Il posa ses lèvres sur le bout de son pied. Anne-Marie se secoua
pour qu’il ne les y laissât pas, et par indifférence récita :
« Semblables à ces eaux si pures et si belles
Qui coulent sans effort des sources naturelles. »
André avait clos ses valises. Il cria soudain « au revoir » et
courut vers la porte. Mais Anne-Marie y était avant lui.
C’est du Molière, Monsieur, vous n’avez pas à fuir. D’abord,
je sais pourquoi vous partez. Les aloès du Trayas et d’Anthéor
vous tentent. Stupidité. Quand vous étiez petit, vous n’aimiez
pas l’aloès dont votre mère enduisait vos ongles.

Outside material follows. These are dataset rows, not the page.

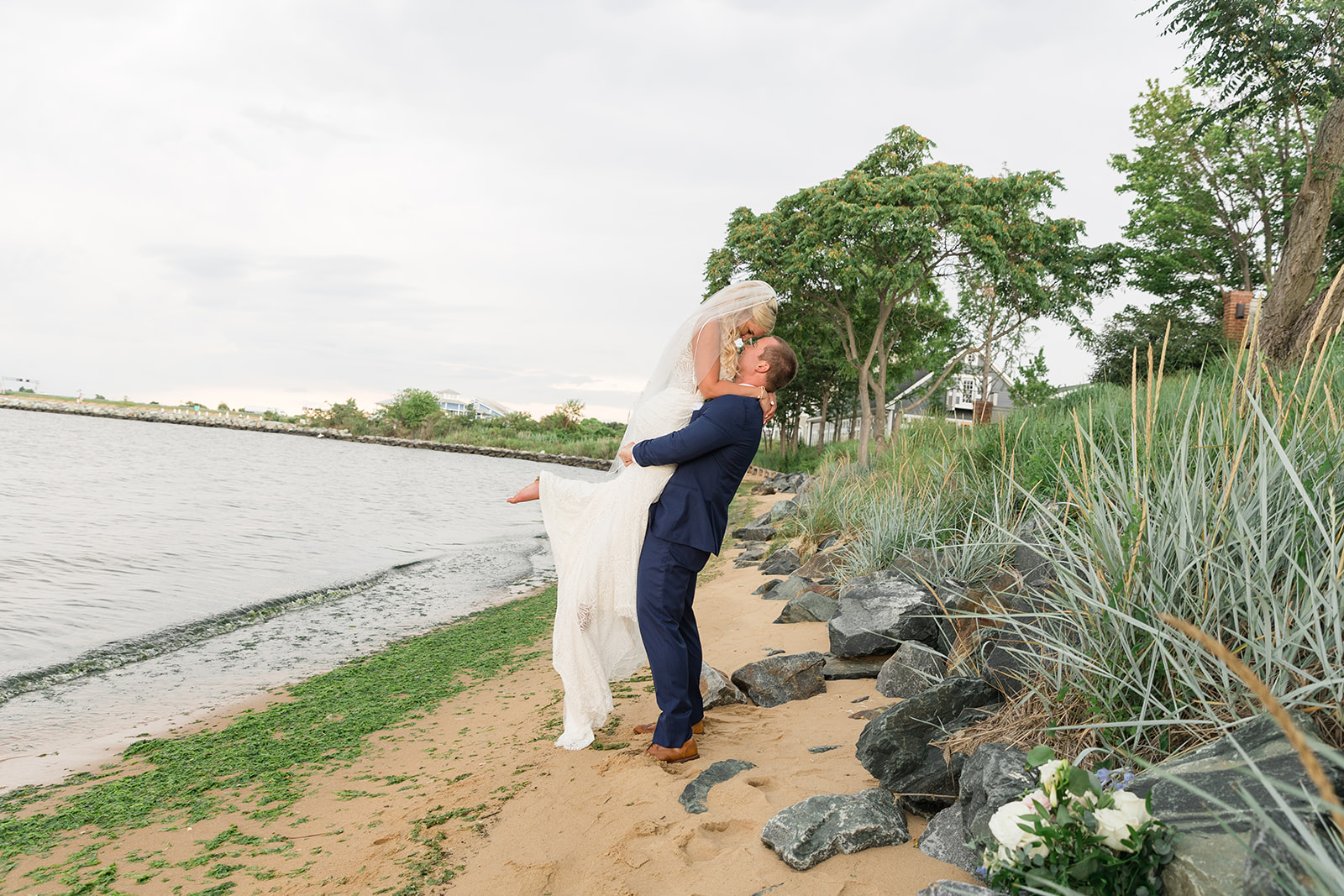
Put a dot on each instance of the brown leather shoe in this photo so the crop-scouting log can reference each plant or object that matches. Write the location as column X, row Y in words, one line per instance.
column 667, row 754
column 649, row 727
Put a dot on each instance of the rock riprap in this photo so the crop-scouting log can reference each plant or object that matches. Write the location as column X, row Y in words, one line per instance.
column 716, row 688
column 819, row 828
column 895, row 745
column 780, row 679
column 694, row 795
column 879, row 611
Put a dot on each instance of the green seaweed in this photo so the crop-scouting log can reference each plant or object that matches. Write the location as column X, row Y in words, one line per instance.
column 273, row 752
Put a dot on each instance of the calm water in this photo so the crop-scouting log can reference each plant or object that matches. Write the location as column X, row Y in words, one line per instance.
column 148, row 571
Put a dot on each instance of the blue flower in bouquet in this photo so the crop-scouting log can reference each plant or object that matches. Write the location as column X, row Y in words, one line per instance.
column 1079, row 831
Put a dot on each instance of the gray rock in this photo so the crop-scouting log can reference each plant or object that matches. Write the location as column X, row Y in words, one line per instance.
column 1200, row 794
column 754, row 553
column 992, row 777
column 777, row 680
column 808, row 606
column 879, row 611
column 822, row 564
column 1270, row 862
column 790, row 589
column 761, row 520
column 895, row 743
column 956, row 888
column 851, row 668
column 783, row 562
column 823, row 826
column 911, row 669
column 716, row 688
column 694, row 795
column 945, row 840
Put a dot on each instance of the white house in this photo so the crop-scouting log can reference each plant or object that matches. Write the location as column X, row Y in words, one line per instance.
column 452, row 402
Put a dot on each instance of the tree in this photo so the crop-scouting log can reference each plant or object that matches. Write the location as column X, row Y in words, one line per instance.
column 1184, row 343
column 1263, row 60
column 1030, row 385
column 410, row 407
column 855, row 249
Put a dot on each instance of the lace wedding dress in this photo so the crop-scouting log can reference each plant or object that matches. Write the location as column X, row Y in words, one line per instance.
column 597, row 532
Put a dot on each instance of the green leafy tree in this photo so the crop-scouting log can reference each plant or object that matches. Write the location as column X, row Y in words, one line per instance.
column 410, row 407
column 882, row 237
column 1030, row 385
column 564, row 417
column 346, row 416
column 1267, row 60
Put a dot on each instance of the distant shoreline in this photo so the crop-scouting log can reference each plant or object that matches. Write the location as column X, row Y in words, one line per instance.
column 228, row 421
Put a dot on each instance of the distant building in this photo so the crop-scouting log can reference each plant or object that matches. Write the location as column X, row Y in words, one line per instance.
column 958, row 406
column 454, row 402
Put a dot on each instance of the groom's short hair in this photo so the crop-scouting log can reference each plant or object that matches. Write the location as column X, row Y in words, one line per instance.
column 784, row 363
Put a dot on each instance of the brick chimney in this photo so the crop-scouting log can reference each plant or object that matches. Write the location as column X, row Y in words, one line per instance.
column 1240, row 305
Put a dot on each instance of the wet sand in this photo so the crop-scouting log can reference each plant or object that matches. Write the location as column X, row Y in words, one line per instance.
column 475, row 799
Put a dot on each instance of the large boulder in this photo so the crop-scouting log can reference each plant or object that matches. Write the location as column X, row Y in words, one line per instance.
column 911, row 669
column 1213, row 797
column 945, row 839
column 781, row 679
column 790, row 589
column 850, row 668
column 879, row 611
column 819, row 828
column 992, row 777
column 716, row 688
column 822, row 564
column 895, row 743
column 696, row 794
column 783, row 562
column 808, row 606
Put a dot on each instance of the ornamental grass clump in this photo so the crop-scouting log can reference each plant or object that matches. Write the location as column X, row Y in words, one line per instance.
column 1077, row 832
column 1218, row 501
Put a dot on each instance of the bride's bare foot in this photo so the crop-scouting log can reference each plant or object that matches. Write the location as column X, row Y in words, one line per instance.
column 528, row 492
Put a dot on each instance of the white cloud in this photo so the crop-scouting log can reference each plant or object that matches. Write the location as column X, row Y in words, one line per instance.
column 248, row 201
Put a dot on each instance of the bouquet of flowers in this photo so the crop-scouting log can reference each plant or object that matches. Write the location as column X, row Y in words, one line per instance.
column 1081, row 832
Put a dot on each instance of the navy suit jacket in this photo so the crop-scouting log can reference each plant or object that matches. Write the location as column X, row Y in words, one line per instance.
column 712, row 453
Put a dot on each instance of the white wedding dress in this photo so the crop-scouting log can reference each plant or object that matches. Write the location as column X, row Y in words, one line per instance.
column 597, row 532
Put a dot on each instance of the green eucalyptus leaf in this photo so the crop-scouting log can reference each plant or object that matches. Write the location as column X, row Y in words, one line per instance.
column 1039, row 757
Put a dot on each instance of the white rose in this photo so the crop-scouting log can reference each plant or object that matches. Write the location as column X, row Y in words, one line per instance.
column 1005, row 824
column 1119, row 822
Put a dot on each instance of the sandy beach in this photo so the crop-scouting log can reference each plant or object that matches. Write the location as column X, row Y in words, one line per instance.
column 474, row 797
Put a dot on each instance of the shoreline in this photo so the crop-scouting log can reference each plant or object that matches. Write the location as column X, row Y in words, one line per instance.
column 223, row 421
column 470, row 795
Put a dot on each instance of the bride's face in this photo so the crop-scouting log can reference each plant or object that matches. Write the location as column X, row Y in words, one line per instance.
column 750, row 329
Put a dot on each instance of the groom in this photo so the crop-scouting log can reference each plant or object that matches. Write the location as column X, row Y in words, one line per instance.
column 685, row 526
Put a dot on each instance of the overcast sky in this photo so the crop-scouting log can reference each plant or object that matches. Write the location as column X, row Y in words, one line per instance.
column 280, row 203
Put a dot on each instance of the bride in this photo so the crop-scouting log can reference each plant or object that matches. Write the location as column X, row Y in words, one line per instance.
column 597, row 528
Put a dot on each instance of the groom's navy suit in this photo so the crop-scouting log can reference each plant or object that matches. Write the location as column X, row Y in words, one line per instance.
column 685, row 526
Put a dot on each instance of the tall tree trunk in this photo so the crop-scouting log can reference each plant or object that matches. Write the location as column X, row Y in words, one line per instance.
column 1304, row 244
column 864, row 416
column 822, row 437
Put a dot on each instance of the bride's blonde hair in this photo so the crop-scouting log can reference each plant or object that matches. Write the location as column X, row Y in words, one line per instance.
column 763, row 315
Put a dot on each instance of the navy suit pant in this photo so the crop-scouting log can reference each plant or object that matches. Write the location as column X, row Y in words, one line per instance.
column 665, row 589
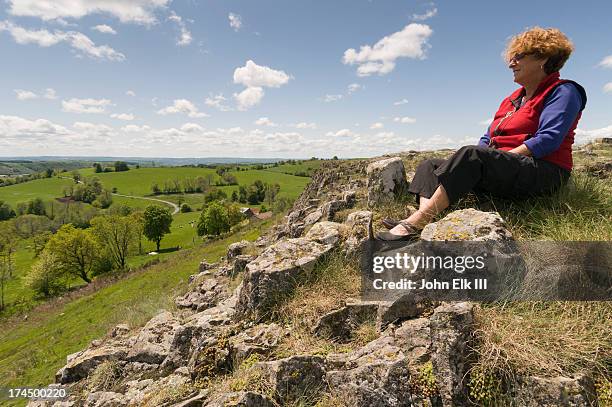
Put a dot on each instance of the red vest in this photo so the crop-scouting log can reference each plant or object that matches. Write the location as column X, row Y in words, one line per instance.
column 511, row 127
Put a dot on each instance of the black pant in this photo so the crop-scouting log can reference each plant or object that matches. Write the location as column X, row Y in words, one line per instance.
column 483, row 169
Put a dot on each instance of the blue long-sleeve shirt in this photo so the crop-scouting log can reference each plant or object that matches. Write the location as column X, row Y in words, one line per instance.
column 561, row 108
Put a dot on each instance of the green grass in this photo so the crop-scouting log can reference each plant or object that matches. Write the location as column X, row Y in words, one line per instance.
column 32, row 351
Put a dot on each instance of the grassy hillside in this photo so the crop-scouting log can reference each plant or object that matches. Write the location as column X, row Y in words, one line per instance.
column 32, row 351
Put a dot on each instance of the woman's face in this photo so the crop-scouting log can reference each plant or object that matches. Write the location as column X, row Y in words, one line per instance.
column 527, row 68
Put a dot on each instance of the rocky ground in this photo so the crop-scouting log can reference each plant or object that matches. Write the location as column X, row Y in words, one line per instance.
column 220, row 347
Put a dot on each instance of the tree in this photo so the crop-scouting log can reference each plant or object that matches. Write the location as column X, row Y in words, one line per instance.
column 76, row 251
column 213, row 220
column 157, row 221
column 6, row 212
column 121, row 166
column 46, row 277
column 117, row 234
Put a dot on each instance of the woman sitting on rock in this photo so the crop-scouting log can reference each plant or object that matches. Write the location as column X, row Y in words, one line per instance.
column 527, row 150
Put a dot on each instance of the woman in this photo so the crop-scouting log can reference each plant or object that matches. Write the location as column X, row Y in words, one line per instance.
column 527, row 149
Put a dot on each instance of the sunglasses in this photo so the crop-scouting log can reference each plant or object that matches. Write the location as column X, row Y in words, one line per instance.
column 518, row 57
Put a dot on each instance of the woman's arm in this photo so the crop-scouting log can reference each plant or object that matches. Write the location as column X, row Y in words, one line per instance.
column 560, row 111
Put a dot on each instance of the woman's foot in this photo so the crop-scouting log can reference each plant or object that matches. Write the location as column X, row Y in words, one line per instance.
column 403, row 231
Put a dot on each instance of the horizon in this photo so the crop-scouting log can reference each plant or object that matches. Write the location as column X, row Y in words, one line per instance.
column 259, row 80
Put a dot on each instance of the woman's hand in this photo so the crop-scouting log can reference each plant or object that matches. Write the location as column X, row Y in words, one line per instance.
column 521, row 150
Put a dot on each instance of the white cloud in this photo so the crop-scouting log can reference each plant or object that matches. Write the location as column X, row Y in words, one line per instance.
column 583, row 136
column 404, row 120
column 340, row 133
column 249, row 97
column 132, row 11
column 182, row 106
column 427, row 15
column 264, row 121
column 123, row 116
column 606, row 62
column 332, row 98
column 235, row 21
column 25, row 94
column 185, row 37
column 410, row 42
column 49, row 93
column 85, row 105
column 255, row 77
column 217, row 101
column 354, row 87
column 104, row 29
column 305, row 125
column 78, row 41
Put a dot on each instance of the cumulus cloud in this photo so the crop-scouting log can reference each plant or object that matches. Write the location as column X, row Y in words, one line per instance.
column 404, row 120
column 85, row 105
column 133, row 11
column 218, row 102
column 185, row 37
column 249, row 97
column 332, row 98
column 104, row 29
column 81, row 43
column 305, row 125
column 123, row 116
column 264, row 121
column 255, row 78
column 235, row 21
column 606, row 62
column 21, row 94
column 425, row 16
column 182, row 106
column 410, row 42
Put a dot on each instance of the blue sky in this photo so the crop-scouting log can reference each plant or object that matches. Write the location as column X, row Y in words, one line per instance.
column 173, row 77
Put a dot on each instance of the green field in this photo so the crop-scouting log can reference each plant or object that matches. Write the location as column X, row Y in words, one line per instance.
column 32, row 351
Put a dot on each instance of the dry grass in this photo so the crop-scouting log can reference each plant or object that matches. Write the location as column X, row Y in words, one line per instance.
column 334, row 280
column 548, row 338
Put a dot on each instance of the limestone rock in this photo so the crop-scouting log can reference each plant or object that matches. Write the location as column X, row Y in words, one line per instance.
column 276, row 272
column 340, row 324
column 241, row 399
column 536, row 391
column 152, row 344
column 260, row 339
column 386, row 179
column 293, row 377
column 326, row 232
column 468, row 224
column 452, row 328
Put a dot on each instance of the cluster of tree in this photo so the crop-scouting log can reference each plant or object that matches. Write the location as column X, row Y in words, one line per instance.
column 6, row 181
column 217, row 218
column 89, row 191
column 85, row 253
column 256, row 193
column 187, row 185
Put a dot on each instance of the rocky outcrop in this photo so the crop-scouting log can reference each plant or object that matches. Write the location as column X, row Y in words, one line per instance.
column 468, row 224
column 276, row 272
column 386, row 180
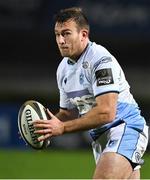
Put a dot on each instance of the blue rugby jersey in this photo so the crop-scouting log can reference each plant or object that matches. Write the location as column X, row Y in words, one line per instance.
column 97, row 72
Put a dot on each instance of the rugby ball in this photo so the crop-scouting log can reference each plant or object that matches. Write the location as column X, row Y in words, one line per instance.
column 31, row 110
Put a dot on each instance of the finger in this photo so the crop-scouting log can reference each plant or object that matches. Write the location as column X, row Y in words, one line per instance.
column 51, row 115
column 44, row 137
column 41, row 125
column 35, row 122
column 42, row 131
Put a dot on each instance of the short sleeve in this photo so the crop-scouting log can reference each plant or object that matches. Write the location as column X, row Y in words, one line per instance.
column 105, row 76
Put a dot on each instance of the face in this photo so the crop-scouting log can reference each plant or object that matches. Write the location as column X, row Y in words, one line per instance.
column 70, row 40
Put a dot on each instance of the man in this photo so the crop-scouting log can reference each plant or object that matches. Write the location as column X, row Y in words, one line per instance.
column 95, row 96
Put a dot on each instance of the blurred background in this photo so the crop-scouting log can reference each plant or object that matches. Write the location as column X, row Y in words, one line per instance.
column 29, row 57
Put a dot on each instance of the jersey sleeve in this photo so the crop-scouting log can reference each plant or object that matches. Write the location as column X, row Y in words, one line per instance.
column 105, row 76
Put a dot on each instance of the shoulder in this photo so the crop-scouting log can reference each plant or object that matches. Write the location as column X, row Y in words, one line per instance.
column 62, row 65
column 98, row 55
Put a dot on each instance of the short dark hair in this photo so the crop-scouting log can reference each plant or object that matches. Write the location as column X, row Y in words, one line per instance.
column 74, row 13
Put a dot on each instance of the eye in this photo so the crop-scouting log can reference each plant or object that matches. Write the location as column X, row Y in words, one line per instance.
column 65, row 34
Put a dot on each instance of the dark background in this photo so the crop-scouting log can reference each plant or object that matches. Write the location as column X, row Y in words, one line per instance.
column 29, row 55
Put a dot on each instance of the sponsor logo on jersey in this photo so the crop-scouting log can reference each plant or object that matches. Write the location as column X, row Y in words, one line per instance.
column 81, row 78
column 104, row 77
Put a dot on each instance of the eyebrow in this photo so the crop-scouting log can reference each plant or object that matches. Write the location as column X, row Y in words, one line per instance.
column 63, row 30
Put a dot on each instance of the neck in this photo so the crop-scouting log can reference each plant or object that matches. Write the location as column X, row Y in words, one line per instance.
column 76, row 57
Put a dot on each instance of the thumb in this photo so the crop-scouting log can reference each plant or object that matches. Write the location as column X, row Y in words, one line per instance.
column 49, row 113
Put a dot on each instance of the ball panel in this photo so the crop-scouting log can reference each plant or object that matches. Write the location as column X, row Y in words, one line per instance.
column 30, row 111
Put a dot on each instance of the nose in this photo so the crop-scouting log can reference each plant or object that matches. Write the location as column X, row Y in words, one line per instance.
column 60, row 39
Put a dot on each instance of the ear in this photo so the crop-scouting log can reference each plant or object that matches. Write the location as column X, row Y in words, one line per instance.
column 84, row 34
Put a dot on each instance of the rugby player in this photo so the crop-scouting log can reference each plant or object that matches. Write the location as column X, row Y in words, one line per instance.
column 95, row 96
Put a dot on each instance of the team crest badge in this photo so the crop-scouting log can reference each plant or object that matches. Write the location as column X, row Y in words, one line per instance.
column 85, row 65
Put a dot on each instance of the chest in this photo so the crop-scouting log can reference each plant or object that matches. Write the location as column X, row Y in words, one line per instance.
column 77, row 78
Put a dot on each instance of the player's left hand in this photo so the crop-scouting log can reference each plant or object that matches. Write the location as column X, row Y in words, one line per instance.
column 52, row 127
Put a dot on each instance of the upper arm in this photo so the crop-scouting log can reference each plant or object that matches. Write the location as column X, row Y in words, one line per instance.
column 107, row 104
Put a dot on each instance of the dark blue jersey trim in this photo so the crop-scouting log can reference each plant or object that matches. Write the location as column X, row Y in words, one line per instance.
column 63, row 108
column 106, row 93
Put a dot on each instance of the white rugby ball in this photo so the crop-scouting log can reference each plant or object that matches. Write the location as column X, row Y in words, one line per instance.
column 31, row 110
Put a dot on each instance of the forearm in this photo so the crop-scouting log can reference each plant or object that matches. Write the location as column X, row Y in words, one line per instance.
column 91, row 120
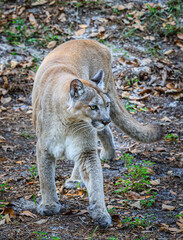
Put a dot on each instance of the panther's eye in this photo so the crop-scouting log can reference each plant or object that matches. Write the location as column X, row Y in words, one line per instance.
column 107, row 104
column 93, row 107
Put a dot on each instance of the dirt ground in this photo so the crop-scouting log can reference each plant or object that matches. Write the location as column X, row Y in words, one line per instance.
column 146, row 41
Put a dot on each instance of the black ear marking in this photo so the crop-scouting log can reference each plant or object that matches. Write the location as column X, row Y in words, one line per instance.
column 76, row 88
column 98, row 79
column 99, row 76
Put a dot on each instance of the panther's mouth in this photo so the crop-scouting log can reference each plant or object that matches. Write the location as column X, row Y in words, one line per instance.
column 100, row 125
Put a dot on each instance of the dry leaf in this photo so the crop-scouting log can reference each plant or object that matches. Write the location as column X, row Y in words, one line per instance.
column 39, row 2
column 42, row 221
column 136, row 205
column 167, row 207
column 180, row 36
column 151, row 38
column 13, row 64
column 5, row 100
column 155, row 182
column 168, row 52
column 150, row 171
column 28, row 214
column 2, row 222
column 107, row 165
column 175, row 230
column 9, row 211
column 6, row 84
column 7, row 218
column 179, row 44
column 83, row 26
column 101, row 29
column 132, row 195
column 80, row 32
column 180, row 223
column 51, row 44
column 33, row 20
column 166, row 119
column 138, row 25
column 62, row 17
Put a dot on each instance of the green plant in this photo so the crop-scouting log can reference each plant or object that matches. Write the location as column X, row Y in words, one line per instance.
column 27, row 135
column 4, row 187
column 154, row 51
column 127, row 158
column 130, row 107
column 148, row 202
column 137, row 176
column 91, row 237
column 2, row 204
column 171, row 137
column 112, row 210
column 33, row 170
column 179, row 215
column 144, row 237
column 127, row 33
column 129, row 222
column 34, row 198
column 132, row 81
column 41, row 235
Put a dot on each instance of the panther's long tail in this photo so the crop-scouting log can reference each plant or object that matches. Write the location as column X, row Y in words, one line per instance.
column 123, row 120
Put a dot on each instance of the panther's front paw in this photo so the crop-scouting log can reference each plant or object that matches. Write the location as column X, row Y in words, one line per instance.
column 107, row 155
column 73, row 183
column 48, row 209
column 103, row 219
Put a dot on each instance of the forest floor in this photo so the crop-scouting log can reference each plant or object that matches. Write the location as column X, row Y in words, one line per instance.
column 143, row 185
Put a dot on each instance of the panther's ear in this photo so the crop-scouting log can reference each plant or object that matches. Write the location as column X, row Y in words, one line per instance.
column 76, row 88
column 98, row 79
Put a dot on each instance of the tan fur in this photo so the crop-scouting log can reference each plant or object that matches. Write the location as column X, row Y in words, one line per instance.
column 82, row 59
column 66, row 126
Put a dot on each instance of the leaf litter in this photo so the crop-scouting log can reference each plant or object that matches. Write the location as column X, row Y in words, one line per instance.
column 148, row 70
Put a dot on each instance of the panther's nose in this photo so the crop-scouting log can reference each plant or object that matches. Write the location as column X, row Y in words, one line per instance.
column 106, row 121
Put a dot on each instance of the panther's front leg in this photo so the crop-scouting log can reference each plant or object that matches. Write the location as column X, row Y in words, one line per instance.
column 91, row 172
column 75, row 180
column 46, row 167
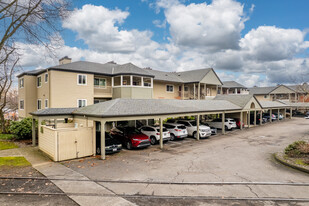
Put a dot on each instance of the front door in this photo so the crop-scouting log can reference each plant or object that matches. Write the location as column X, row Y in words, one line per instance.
column 98, row 137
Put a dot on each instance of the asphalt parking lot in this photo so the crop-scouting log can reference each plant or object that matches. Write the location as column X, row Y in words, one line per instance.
column 236, row 165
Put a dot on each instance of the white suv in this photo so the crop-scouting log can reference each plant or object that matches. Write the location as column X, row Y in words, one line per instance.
column 229, row 123
column 192, row 128
column 153, row 132
column 178, row 131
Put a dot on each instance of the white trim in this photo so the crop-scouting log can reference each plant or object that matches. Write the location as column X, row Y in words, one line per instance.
column 169, row 85
column 45, row 77
column 85, row 79
column 37, row 104
column 45, row 104
column 19, row 104
column 38, row 81
column 81, row 100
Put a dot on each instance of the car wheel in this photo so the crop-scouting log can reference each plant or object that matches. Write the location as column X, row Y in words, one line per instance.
column 153, row 140
column 129, row 145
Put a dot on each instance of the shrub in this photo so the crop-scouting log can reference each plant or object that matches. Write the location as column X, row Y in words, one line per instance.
column 297, row 148
column 22, row 129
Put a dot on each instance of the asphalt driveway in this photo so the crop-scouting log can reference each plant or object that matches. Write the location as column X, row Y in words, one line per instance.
column 236, row 165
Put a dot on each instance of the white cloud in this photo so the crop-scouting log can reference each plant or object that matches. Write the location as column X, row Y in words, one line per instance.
column 210, row 27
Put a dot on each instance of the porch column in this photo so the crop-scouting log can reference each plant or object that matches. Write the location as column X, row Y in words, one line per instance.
column 261, row 117
column 33, row 133
column 241, row 120
column 194, row 91
column 103, row 140
column 198, row 127
column 278, row 114
column 223, row 121
column 205, row 89
column 183, row 91
column 199, row 91
column 161, row 133
column 248, row 119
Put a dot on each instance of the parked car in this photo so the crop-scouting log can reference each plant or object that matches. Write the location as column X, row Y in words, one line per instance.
column 130, row 137
column 177, row 131
column 192, row 128
column 213, row 130
column 229, row 123
column 112, row 145
column 153, row 132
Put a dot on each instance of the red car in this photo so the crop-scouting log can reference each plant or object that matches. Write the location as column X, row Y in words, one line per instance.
column 238, row 123
column 130, row 137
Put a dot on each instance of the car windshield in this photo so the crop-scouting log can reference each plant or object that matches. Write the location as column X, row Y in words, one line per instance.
column 132, row 130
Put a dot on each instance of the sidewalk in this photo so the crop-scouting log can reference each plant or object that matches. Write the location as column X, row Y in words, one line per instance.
column 82, row 192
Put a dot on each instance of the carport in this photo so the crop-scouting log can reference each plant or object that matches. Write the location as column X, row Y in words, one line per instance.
column 248, row 104
column 137, row 109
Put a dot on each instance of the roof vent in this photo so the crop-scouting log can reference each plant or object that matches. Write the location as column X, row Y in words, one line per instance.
column 65, row 60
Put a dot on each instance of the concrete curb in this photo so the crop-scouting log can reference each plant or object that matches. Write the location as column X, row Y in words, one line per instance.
column 279, row 157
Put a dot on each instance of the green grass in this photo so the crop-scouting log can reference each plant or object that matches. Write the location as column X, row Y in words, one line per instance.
column 13, row 161
column 7, row 145
column 6, row 136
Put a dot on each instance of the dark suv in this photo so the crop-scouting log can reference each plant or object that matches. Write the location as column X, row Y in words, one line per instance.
column 130, row 137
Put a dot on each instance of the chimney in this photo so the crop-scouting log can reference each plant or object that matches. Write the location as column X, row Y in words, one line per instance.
column 65, row 60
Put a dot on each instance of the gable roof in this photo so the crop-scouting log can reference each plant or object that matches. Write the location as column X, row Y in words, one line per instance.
column 232, row 84
column 240, row 100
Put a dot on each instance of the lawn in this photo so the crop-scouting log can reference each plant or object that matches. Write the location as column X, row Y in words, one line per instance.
column 6, row 136
column 7, row 145
column 13, row 161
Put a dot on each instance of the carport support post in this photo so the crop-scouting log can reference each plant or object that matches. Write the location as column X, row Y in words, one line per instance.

Vous n’avez
pas le droit d’avoir changé.
— Mais ce ne sont pas des aloès.
— Ne m’interrompez pas ! Je n’ai pas envie de mentir et
vous n’avez même pas mûri vos idées de voyage. Il y a tellement
de trains rapides dans tous les sens maintenant, qu’on n’est jamais
bien sûr d’être parti, puisqu’on peut aussitôt rentrer chez soi.
Ca ne vaut pas la peine, n’est-ce pas ? Accompagnez-moi plutôt
au Vieux-Colombier. On y joue Phèdre, ce soir.
André murmura :
— Omphale...
Elle se sentit surprise, puis comprenant :
— Oui, la rouée... Ecoutez, André, je vous pardonne, mais
je ne veux pas que vous quittiez Paris cet hiver.
Et elle s’avança vers lui, un peu plus petite que lui, s’approcha
beaucoup, lui mit les bras autour du cou, leva son visage très
doucement et lui tendit sa bouche.
— Vous savez, André, je suis une vraie jeune fille. C’est mon
premier baiser. Je serai très gentille, je vous permettrai tout,
absolument tout. Et après, si vous en avez envie, vous vous
marierez avec moi. Taisez-vous. Lisez-moi du Mallarmé.
Alors André, l’ayant installée dans un fauteuil bas, près du
feu de bois, s’accroupit sur un coussin noir à ses pieds et com-
mença à psalmodier :
« Le soleil sur le sable, ô lutteuse endormie
En l'or de tes cheveux, chauffe un bain langoureux. »
Elle avait des cheveux à peine bruns, que la flamme désor-
donnait dans de l’or.
Omphale. Omphale.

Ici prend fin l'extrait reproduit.